Saturday, December 12, 2015

Apartment Vacancy Rate Rises to Five Percent in Metro Denver

According to the Multifamily Vacancy survey from the AAMD, the vacancy rate for the third quarter in metro Denver was 5 percent. That's up from 3.9 percent during the third quarter of 2014. And it's also up from 4.5 percent during the second quarter of this year.

It's unlikely that this is a seasonal softening, as the third quarter tends to be one of the tightest quarters of the year in terms of rental housing. We can expect further softening during the fourth and first quarters coming up.

Five percent is what the report's original author, Gordon Von Stroh, used to call "the equilibirum rate," since it's the rate at which you wouldn't say that the market is either tight or soft.
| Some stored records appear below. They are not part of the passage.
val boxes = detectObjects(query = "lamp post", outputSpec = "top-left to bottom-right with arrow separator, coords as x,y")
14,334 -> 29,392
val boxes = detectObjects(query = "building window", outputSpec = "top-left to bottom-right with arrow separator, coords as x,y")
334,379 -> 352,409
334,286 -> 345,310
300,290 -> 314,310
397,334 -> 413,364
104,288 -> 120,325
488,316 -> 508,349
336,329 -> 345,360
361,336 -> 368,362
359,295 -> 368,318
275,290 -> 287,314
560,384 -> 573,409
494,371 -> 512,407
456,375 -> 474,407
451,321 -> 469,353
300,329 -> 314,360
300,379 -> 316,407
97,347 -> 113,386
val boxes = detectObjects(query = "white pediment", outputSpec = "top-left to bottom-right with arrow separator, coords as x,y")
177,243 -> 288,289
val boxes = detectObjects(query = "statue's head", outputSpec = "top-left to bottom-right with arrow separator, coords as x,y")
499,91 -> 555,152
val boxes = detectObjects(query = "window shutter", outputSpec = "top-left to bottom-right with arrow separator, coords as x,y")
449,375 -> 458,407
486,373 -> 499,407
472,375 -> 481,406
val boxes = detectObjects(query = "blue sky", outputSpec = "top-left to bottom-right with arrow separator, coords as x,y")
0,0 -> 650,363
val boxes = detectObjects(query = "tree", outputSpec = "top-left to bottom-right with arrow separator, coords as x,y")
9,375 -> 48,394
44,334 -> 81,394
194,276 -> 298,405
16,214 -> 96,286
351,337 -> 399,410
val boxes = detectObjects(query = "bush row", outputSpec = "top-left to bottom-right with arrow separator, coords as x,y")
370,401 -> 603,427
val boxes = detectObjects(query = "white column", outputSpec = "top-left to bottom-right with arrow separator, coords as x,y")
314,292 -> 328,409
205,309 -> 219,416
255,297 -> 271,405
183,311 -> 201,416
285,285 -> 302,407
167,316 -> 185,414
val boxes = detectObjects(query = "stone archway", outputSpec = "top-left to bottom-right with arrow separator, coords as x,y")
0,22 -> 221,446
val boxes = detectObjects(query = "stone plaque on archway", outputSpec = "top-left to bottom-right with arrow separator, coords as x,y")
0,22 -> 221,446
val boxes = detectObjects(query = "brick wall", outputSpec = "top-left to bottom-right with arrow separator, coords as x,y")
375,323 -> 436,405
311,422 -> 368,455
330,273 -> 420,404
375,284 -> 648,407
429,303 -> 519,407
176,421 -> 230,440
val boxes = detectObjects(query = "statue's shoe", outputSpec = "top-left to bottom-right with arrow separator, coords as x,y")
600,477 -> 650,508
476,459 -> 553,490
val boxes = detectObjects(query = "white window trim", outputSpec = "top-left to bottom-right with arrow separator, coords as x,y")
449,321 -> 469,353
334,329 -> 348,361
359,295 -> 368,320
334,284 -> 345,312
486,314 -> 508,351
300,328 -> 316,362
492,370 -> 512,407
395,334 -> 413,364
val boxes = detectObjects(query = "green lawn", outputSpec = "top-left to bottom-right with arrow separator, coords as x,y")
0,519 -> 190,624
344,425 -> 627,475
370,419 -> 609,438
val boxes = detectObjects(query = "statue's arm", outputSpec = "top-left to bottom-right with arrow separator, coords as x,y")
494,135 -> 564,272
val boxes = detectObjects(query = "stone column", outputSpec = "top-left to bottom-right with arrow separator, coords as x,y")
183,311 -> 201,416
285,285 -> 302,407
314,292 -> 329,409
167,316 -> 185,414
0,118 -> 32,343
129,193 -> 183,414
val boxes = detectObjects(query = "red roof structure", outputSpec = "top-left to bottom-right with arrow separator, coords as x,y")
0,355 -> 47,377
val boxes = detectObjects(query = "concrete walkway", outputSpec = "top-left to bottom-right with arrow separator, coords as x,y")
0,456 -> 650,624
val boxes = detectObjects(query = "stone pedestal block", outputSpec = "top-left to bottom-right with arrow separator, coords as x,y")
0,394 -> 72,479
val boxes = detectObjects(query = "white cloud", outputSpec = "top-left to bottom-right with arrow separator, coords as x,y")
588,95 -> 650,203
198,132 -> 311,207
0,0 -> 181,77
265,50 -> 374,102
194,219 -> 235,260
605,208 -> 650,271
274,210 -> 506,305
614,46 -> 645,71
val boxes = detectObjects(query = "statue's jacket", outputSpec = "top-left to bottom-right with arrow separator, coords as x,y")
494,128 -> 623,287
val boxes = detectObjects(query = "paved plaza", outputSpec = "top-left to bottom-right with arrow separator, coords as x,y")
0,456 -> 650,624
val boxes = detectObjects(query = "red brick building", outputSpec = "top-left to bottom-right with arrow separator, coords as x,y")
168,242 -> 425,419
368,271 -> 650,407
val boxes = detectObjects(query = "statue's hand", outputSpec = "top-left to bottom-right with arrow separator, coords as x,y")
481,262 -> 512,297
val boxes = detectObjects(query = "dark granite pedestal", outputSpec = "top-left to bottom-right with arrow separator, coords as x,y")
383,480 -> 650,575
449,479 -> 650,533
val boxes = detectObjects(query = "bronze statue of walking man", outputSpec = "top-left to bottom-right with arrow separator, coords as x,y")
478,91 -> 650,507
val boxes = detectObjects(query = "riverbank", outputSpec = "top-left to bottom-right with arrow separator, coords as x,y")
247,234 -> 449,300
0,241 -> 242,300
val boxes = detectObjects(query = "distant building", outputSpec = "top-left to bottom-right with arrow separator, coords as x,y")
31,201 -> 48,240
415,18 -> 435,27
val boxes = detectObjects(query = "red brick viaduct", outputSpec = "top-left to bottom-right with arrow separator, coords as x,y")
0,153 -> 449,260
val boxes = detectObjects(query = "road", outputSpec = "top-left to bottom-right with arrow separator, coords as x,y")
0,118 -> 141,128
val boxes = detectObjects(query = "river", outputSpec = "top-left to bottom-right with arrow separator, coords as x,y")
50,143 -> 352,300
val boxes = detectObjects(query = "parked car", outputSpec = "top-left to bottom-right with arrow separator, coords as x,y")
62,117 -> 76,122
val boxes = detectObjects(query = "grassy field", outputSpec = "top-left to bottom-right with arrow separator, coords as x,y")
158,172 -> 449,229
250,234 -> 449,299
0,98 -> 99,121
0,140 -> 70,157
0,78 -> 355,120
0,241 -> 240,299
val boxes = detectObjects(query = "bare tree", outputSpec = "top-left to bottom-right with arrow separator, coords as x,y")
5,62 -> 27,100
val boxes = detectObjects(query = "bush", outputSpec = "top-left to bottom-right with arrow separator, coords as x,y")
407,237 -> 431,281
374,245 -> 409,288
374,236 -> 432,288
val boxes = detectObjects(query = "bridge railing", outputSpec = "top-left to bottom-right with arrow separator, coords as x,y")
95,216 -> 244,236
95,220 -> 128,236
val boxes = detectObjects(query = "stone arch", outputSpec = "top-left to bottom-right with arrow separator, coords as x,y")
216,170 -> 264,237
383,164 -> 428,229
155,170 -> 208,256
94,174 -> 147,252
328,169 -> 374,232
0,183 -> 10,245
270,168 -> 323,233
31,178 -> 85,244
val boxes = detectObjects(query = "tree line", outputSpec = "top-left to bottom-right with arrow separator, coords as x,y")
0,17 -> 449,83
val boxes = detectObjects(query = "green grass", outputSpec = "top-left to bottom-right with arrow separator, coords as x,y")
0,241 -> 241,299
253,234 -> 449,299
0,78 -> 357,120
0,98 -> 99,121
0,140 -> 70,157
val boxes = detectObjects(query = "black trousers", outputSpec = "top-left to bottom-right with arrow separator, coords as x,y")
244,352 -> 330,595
This is a change from most quarters in the last two years, though. One would certainly say that a vacancy rate of 3.5 percent is indeed a tight market, as was clearly the case last year. There does appear to be real softening in the market right now, though:

Note that the third quarter's rate of 5 percent was the highest rate recorded in six quarters. 
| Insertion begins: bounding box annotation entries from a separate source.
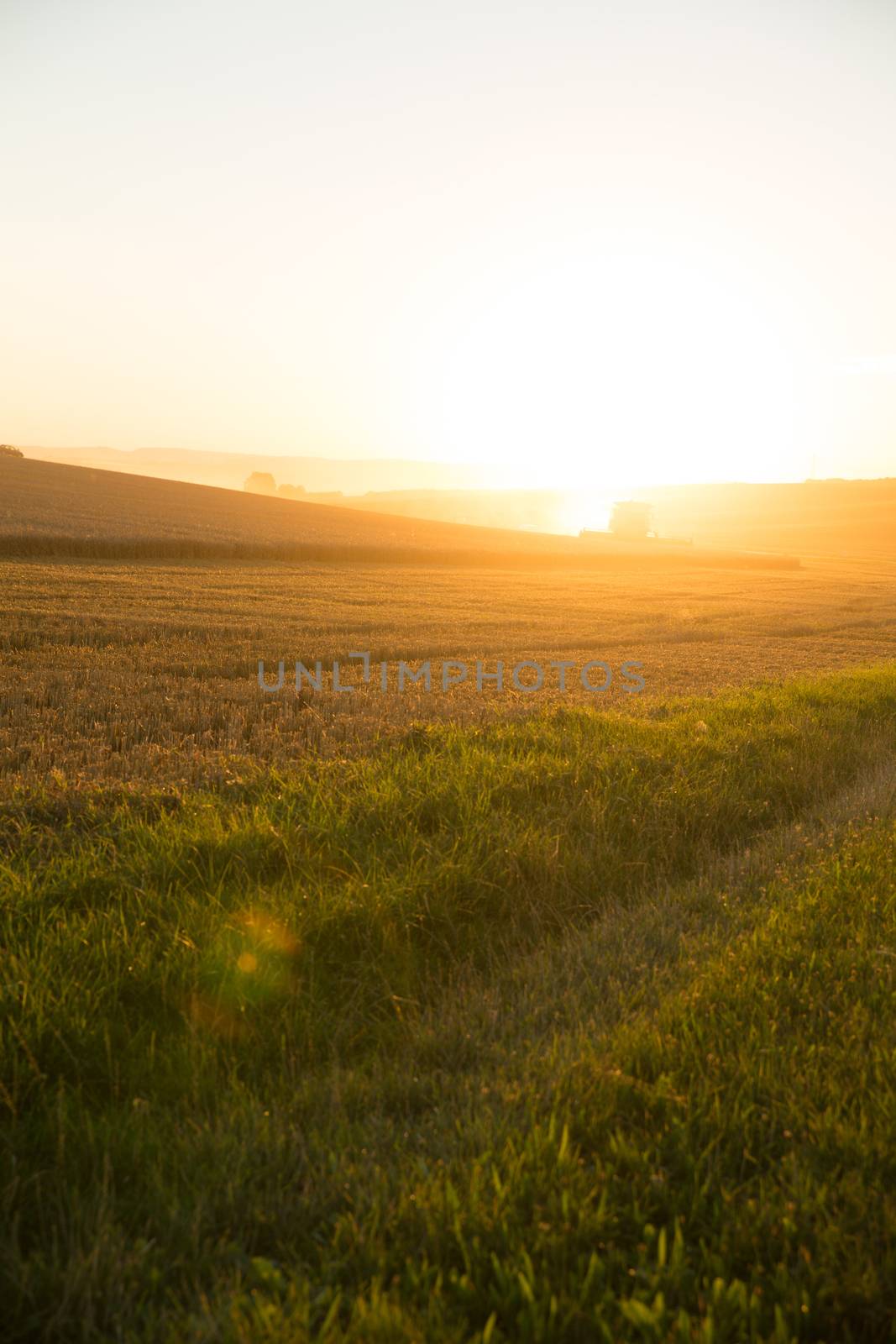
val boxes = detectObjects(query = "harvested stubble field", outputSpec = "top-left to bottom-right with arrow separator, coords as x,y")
0,560 -> 896,791
0,457 -> 896,1344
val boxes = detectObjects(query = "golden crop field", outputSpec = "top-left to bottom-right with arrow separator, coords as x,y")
0,462 -> 896,1344
0,559 -> 896,790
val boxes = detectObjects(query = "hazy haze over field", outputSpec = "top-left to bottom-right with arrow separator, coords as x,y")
0,0 -> 896,488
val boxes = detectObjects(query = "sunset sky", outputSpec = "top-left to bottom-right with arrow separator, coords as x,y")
0,0 -> 896,486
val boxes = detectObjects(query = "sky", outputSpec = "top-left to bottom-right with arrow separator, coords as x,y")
0,0 -> 896,486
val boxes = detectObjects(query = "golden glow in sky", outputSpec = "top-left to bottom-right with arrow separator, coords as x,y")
0,0 -> 896,488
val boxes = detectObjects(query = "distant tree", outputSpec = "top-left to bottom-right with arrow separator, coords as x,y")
610,500 -> 652,538
244,472 -> 277,495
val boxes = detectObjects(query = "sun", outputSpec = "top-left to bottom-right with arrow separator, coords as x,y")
402,249 -> 794,486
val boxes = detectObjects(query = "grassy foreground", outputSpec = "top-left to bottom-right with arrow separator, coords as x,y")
0,668 -> 896,1341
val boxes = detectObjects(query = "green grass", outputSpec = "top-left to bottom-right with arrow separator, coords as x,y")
0,667 -> 896,1341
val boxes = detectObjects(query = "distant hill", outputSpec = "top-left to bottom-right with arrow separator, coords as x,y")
634,477 -> 896,558
0,459 -> 794,569
17,446 -> 488,495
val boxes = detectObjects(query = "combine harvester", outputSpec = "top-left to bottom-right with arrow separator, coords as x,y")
579,500 -> 802,570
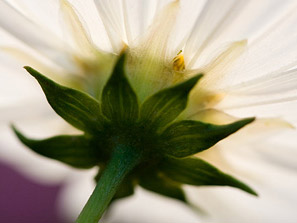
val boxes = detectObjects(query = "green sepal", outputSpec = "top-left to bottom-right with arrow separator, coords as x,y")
139,172 -> 187,203
94,166 -> 135,205
160,158 -> 257,196
112,178 -> 134,202
25,67 -> 102,132
140,74 -> 203,128
101,53 -> 139,123
160,118 -> 255,158
12,126 -> 98,169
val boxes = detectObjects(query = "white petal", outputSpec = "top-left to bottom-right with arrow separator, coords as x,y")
185,0 -> 243,68
0,1 -> 70,69
127,1 -> 179,101
59,0 -> 112,52
95,0 -> 125,53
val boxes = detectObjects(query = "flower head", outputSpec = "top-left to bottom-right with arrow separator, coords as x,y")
0,0 -> 296,222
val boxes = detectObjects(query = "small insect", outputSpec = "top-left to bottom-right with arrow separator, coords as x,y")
172,50 -> 185,71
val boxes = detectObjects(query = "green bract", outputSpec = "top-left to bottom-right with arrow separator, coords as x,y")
14,54 -> 256,223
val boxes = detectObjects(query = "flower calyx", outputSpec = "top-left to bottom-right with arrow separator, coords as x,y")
14,53 -> 256,223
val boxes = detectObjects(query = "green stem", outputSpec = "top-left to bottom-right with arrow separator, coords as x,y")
76,145 -> 141,223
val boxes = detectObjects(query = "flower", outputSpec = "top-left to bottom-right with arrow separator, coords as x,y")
0,1 -> 296,222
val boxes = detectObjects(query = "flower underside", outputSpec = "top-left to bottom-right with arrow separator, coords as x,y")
14,53 -> 256,223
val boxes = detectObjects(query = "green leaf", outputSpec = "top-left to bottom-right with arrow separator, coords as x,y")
160,158 -> 257,196
13,127 -> 98,168
25,67 -> 102,132
140,74 -> 203,128
160,118 -> 255,158
139,172 -> 187,202
102,54 -> 138,123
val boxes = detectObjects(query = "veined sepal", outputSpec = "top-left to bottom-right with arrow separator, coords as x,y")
14,53 -> 256,223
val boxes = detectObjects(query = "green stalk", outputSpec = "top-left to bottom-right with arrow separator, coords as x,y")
76,145 -> 141,223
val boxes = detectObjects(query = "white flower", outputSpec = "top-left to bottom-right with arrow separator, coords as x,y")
0,0 -> 297,222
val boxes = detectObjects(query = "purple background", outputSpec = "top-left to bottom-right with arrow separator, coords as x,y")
0,162 -> 66,223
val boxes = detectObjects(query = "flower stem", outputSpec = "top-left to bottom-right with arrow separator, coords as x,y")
76,145 -> 141,223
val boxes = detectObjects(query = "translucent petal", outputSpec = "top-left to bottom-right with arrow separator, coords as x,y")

I like to compare the vacancy rate to the unemployment rate as well, since there has historically been a connection between the two. Naturally, a hot job market tends to lead to a tight rental market since more people can afford to go out and found a new rental household without the need for roommates. Thus, more households are created and more units demanded. We can see the two curves move together in most cases. 

 Thanks to sustained population increases in the metro Denver area over the past decade, the rental market tightened after 2010 even in the face of a very lackluster job market. As the unemployment rate declined, the vacancy rate moved quickly toward some of the lowest rates ever recorded.

The metro Denver vacancy rate rarely falls below 4 percent. Whether or not the current tight market can be sustained remains to be seen, however. As we'll see in other data, median household income growth in Denver has not been robust in recent years, and this will tend to put a damper on multifamily demand as people take on roommates or share quarters with other families.